La definición de entusiasmo me la dio hace muchos años una monja del colegio en el que estudiaba, cuando era adolescente: “Es una palabra griega –me dijo- y significa estar en Dios…”Me gustó aquella idea y con el tiempo y mi afición a buscar el origen de las palabras, comprobé que entusiasmo no es solo estar en Dios, sino estar traspasado por un dios –ya con minúscula- y que por eso, es una emoción atribuible a quienes están cerca de la divinidad, a los poetas y a los místicos, pero también a quienes creen en una causa, a quienes luchan por un objetivo, a quienes persiguen un sueño, y así lo expresaba Gramsci: “Organícense, instrúyanse, conmuévanse.
Necesitaremos toda nuestra fuerza, toda nuestra inteligencia, todo nuestro entusiasmo…”.
Ya sé que las personas somos sujetos históricos y el capitalismo nos construye y nos hace individualistas y desconfiados -no con el poder que nos explota, sino con nuestros semejantes-, porque nos necesita aislados, sin lazos que nos unan a una comunidad y a una Historia.
Para conseguirlo, a veces utiliza sus armas de seducción -eres genial y tú y nadie más que tú se merece esto o aquello…- y otras veces, trata de presentar a los otros como una amenaza -no te fíes de nadie…-, pero el objetivo es el mismo: crear personas inseguras y vulnerables que asuman acríticamente las normas del sistema y que busquen salidas individuales a los problemas que se les presentan seguro, antes o después.
Como dice un amigo, si preguntas a alguien cómo le va, dirá que bien; en cambio, si habla del “mundo- mundial” dirá que es un desastre, prueba evidente de que nadie quiere mostrar sus debilidades, porque el modelo social impone ser fuertes para arrasar con lo que haga falta y tener éxito.
La ideología dominante -que es la ideología de la clase dominante- hace bueno y útil todo lo que interesa al sistema y condena a la marginalidad, por inútiles o desfasados, los valores alternativos; parece que todo lo que no tenga una utilidad inmediata para competir en el mercado-mundo no sirve y, en ese sentido, el entusiasmo, la ingenuidad o la fe son valores a la baja.
Pero no es así, afortunadamente, para todo el mundo.

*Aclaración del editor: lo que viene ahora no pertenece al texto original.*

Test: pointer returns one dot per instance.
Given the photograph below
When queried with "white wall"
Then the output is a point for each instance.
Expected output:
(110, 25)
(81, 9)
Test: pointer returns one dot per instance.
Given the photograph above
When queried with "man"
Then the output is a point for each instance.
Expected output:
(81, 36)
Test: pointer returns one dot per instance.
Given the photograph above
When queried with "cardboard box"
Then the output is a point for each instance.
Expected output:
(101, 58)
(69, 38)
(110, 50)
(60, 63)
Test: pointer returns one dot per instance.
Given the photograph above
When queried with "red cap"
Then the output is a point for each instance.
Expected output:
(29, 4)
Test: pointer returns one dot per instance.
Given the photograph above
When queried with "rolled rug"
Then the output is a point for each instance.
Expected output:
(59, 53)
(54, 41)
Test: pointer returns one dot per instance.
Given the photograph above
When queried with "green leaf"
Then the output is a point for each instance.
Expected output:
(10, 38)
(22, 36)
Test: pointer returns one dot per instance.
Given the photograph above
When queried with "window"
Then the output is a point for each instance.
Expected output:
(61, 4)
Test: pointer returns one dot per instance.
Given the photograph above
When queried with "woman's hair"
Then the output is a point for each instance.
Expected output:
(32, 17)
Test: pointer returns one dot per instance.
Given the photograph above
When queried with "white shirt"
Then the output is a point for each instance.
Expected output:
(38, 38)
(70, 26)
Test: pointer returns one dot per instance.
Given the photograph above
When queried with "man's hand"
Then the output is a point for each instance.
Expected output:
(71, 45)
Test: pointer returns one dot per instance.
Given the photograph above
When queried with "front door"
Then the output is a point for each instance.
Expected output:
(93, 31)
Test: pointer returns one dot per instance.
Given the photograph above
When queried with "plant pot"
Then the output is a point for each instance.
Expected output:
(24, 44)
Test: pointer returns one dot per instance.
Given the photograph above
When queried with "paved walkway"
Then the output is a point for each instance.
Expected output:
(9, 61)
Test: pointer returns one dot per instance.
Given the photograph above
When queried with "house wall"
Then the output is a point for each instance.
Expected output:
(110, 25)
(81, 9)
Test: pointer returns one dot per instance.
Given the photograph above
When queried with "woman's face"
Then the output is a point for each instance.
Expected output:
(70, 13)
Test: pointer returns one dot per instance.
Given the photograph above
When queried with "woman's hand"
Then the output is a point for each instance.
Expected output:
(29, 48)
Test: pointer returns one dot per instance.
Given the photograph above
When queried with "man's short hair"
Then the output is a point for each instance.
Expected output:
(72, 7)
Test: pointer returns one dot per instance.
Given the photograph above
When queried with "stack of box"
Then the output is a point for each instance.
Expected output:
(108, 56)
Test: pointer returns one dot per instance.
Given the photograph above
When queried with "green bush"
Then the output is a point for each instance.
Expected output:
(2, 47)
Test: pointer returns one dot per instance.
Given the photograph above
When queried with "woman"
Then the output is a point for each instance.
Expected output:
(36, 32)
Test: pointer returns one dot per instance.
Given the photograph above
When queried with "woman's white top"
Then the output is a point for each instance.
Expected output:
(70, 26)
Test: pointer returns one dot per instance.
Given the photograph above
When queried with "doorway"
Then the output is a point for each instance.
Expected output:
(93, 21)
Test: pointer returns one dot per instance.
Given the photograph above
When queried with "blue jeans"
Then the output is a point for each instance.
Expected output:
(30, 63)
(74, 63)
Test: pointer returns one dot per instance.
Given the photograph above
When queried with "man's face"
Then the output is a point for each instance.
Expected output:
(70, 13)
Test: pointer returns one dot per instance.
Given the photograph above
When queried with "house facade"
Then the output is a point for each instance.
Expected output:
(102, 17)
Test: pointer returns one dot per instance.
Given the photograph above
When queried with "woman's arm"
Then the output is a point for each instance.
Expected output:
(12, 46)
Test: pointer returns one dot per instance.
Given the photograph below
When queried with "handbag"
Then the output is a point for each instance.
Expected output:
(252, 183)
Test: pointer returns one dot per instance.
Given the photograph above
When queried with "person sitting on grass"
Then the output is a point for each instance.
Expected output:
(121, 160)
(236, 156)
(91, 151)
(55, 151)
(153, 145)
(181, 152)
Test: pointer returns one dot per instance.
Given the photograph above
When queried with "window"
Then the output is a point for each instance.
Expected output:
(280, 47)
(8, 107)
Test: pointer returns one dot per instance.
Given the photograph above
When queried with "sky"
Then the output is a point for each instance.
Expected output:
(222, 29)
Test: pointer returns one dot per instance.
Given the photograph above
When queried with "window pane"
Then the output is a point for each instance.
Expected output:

Yo tengo la inmensa fortuna de haber conocido a lo largo de mi vida a mujeres y hombres entusiastas, que encienden la luz cuando miran y sanan con la palabra; que se indignan, pero no se desesperan, que sufren decepciones pero no se amargan, que eligen y son consecuentes, que saben que la realidad se puede cambiar con esfuerzo y esperanza, pero no se agotan imaginando lo que van a hacer, sino que hacen lo que está en su mano en cada momento.
Y creo que son así, porque están convencidas de que para hacer algo es necesario el esfuerzo personal, pero que nada se puede hacer solo con el esfuerzo personal porque, para cualquier tarea que queramos llevar a cabo, necesitamos contar con otras personas.
Saben que lo que nos hace fuertes no es la competitividad sino la cooperación, que el trabajo bien hecho es satisfactorio, no solo en el resultado sino también en el proceso, y que lo que nos da sabiduría y fortaleza es convertir la experiencia personal en colectiva, poner en común los fracasos y los sueños, aprender de quienes estuvieron antes y dejar algo para quienes vendrán después; no se trata de ver para creer, sino de creer para ver, y creer, como dice Doris Lessing.
No es más que comprender que todo el mundo comparte la única e increíble experiencia propia y, por eso, nos entendemos hablando del amor y del dolor, de la salud y de la enfermedad aunque cada amor, cada dolor y cada enfermedad los vivamos en primera persona.
Esa emoción se traduce en afán, empeño y pasión para acometer una empresa; yo lo supe hace muchos años; después me lo confirmaron las palabras de Rubén Darío -es una virtud tan valiosa como necesaria- pero, lo más importante, es que la sigo encontrando en muchas personas que se dejan traspasar por un dios que se llama compromiso con la transformación social, con el trabajo, con el feminismo, con la literatura, con el futuro… Y hoy estoy pensando en una de ellas, en lo que siente con un balón y una pizarra en la cancha de baloncesto: sí, es entusiasmo.